“Caroline won me over with Dearest Josephine, impressed me further with The Summer We Forgot, and then left me speechless with Curses and Other Buried Things.”
Review by AnnaScott Cross
“Blood holds all kinds of curses.”
Seven generations of women in Susana Prather’s family have been lost to the Georgia swamp behind her house. The morning after her eighteenth birthday, she awakens soaked with water, with no memory of sleepwalking. No matter how she tries to stop it, she’s pulled from her safe bed night after night, haunted by her own family history and legacy. Now, the truth feels it’s only a matter of time before she loses her mind and the swamp becomes her grave. Unless she can figure out how to break the curse. When she isn’t sleepwalking, she’s dreaming of her great-great-great-great-grandmother, Suzanna Yawn, who set the curse in motion in 1855. Her ancestor’s life bears such similarity to her own that it might hold the key she seeks. Or it might only foretell tragedy. As Susana seeks solutions in the past and the present, family members hold secrets tighter to their chests, friends grow distant, and old flames threaten to sputter and die. But Susana has something no one else has been able to the unflagging belief that all curses can be broken and that love can help a new future begin. Based on her own family history, award-winning novelist Caroline George’s latest novel is a staggeringly beautiful work of hope.
Release Date: 10/10/2023
Genre: Contemporary Fantasy
Pages: 384
I received a copy of this book from Netgalley. All thoughts and opinions are my own and I am writing a voluntary review.

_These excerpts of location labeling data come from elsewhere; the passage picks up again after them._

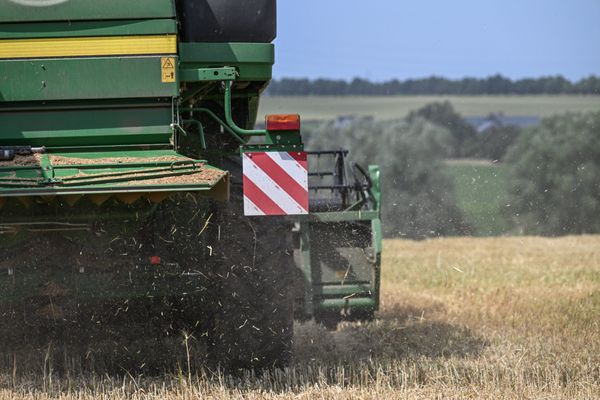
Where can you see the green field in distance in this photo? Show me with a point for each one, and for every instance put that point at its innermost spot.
(396, 107)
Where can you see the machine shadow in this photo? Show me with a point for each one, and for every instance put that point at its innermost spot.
(398, 333)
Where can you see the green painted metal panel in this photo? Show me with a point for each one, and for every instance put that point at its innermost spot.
(79, 10)
(254, 61)
(87, 29)
(83, 78)
(110, 126)
(139, 172)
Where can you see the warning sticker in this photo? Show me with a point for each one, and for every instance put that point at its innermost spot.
(168, 69)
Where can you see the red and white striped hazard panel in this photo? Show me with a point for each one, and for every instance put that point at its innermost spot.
(275, 183)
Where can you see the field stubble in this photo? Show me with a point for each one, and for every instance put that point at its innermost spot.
(461, 318)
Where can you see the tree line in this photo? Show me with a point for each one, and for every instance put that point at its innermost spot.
(554, 169)
(434, 85)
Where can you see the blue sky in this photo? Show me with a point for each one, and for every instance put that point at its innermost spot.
(387, 39)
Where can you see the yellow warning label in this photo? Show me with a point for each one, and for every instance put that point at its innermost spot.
(168, 69)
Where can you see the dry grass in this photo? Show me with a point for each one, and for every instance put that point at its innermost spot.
(495, 318)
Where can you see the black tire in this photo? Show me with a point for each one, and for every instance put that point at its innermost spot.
(249, 21)
(254, 325)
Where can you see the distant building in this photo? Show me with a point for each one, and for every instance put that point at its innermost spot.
(343, 121)
(482, 124)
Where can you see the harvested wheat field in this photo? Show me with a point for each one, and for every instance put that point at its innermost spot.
(495, 318)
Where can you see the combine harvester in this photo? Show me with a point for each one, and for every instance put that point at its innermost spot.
(136, 195)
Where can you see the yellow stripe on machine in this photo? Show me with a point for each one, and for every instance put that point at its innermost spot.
(88, 46)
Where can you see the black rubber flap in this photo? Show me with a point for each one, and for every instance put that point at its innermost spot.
(250, 21)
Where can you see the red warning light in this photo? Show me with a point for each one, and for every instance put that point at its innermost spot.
(284, 122)
(155, 260)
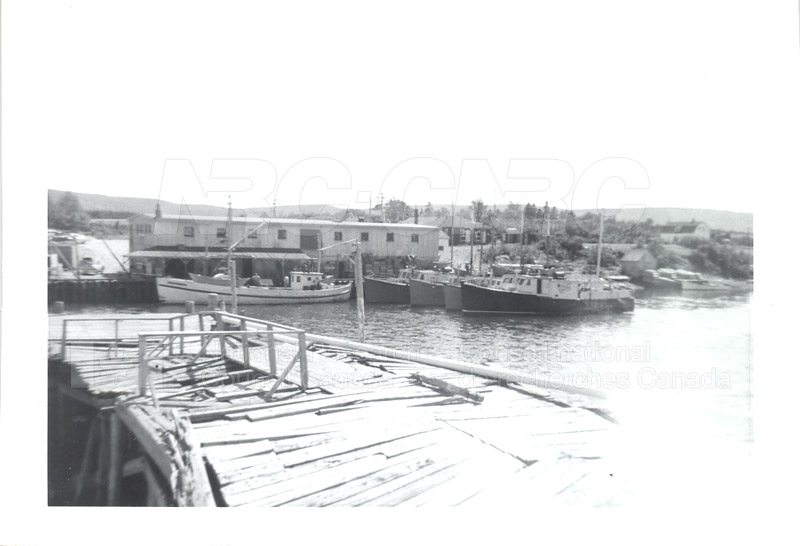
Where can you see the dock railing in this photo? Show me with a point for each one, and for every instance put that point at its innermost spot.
(248, 332)
(118, 335)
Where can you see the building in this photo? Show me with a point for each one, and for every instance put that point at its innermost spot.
(458, 229)
(176, 245)
(635, 262)
(673, 232)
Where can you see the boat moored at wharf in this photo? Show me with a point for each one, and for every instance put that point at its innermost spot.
(305, 287)
(546, 294)
(390, 290)
(216, 409)
(427, 287)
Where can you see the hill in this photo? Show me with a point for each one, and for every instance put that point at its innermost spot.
(137, 205)
(716, 219)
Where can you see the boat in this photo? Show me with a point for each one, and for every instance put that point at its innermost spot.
(305, 287)
(217, 280)
(426, 287)
(391, 290)
(452, 290)
(546, 293)
(703, 285)
(452, 296)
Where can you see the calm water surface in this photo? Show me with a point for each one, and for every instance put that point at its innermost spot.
(677, 363)
(677, 373)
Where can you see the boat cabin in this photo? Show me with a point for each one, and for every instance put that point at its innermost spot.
(556, 286)
(305, 280)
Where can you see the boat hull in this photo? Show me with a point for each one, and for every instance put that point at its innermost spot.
(179, 291)
(385, 291)
(478, 299)
(452, 297)
(426, 293)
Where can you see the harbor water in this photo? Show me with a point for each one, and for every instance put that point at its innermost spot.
(677, 372)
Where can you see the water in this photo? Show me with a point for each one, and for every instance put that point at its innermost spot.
(687, 358)
(677, 373)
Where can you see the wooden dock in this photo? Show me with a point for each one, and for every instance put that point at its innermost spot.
(216, 409)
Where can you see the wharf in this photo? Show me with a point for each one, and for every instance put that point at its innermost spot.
(214, 409)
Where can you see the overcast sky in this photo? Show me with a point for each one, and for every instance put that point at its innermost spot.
(425, 103)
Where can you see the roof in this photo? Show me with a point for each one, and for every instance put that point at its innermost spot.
(444, 222)
(219, 252)
(636, 254)
(255, 220)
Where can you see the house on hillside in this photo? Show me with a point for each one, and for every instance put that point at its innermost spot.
(635, 262)
(458, 229)
(673, 232)
(176, 245)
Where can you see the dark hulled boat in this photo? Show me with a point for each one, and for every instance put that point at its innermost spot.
(427, 287)
(546, 295)
(393, 290)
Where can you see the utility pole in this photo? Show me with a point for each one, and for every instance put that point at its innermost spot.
(452, 233)
(600, 246)
(360, 293)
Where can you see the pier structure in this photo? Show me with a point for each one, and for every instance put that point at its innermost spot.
(215, 409)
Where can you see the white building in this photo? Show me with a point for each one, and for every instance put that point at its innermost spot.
(179, 244)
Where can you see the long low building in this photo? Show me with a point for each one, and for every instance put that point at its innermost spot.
(180, 244)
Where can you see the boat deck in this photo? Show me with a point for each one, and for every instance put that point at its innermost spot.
(226, 424)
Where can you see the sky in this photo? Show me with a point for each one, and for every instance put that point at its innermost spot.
(580, 104)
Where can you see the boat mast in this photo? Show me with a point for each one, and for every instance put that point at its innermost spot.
(452, 235)
(600, 246)
(231, 263)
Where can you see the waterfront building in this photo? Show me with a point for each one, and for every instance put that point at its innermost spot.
(177, 245)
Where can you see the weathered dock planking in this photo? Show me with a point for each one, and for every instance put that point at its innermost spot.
(232, 411)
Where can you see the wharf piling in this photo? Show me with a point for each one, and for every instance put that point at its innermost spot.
(124, 290)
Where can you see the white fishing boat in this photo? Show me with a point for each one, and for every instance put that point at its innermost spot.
(305, 287)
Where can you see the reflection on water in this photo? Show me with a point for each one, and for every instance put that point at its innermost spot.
(678, 365)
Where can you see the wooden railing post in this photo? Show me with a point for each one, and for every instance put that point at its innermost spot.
(301, 339)
(64, 340)
(181, 324)
(143, 367)
(245, 349)
(170, 337)
(273, 361)
(202, 345)
(115, 460)
(221, 328)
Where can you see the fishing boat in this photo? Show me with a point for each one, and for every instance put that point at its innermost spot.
(452, 290)
(218, 280)
(426, 287)
(703, 285)
(541, 293)
(391, 290)
(305, 287)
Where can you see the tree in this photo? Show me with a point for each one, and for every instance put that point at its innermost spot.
(396, 210)
(478, 209)
(67, 213)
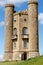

I need Goodreads to create an extra feature on their rating system, because there are five star books, and then there are books like this. Caroline won me over with Dearest Josephine, impressed me further with The Summer We Forgot, and then left me speechless with Curses and Other Buried Things. Each was beautiful in their own unique way, but this one is truly a masterpiece. To start with, Caroline has so perfectly captured rural, southern living. Our slang and colloquialisms, the quirks about our communities, all of it. She brought Berryville to life, both through the people who lived there and the landscape around them. Each character was so well developed and so real that I could see their equivalent in my own life. The plot was equally as amazing. The way that the dual timelines wove together was seamless. The story builds so that the reader learns some life lessons, while still leaving some parts perfectly mysterious. I absolutely loved that so many of the plot points were based on Caroline’s family history and psychological findings (the way she tied everything in was brilliant), and I also loved that while there was this level of reality, there was just enough left as a supernatural mystery. Susana’s story represents such a raw, honest side of humanity. The challenges and celebrations, the ups and the downs. I had to pause several times to fully appreciate some of the lines. Here’s a few of my favorites: “Live a life so impossible that when you die and people tell your story, listeners will question whether you’re a tall tale.” “I think if you look for it, you’ll find beauty in the uncomfortable things, the inconveniences, the uglies. You won’t cover your mouth when the air fills with dust. You’ll savor the earth, taste the smut. You’ll stop looking for perfect and instead relish simply existing.” “You don’t have to change all the dirt, but a little change – the addition of something new – does wonders. Even plants can’t reach their full potential in familiar ground. Same goes for people, I suppose. We all need to change our dirt from time to time. . . Until you change your dirt, you won’t know where you best grow.” I’m sure there are other things I could rave about, but suffice it to say this book was stunning.
Content Ratings:
Action & Gore:
3. Mild action (common injuries with come details).
Romance & Spice:
3.
Cursing & Vulgarity:
2. Frequent substitute cursing (commonplace "craps" etc. and/or book-specific words).
Other Trigger/Content Notices:
N/A
Our Reviews of Other Books by this author:

Ah, I haven’t read this one yet, but I have heard good things. Living in a small town in North Carolina, I can get on board with a book with Southern vibes—especially seeing that it’s also my favorite genre. Thanks for the review/recommendation!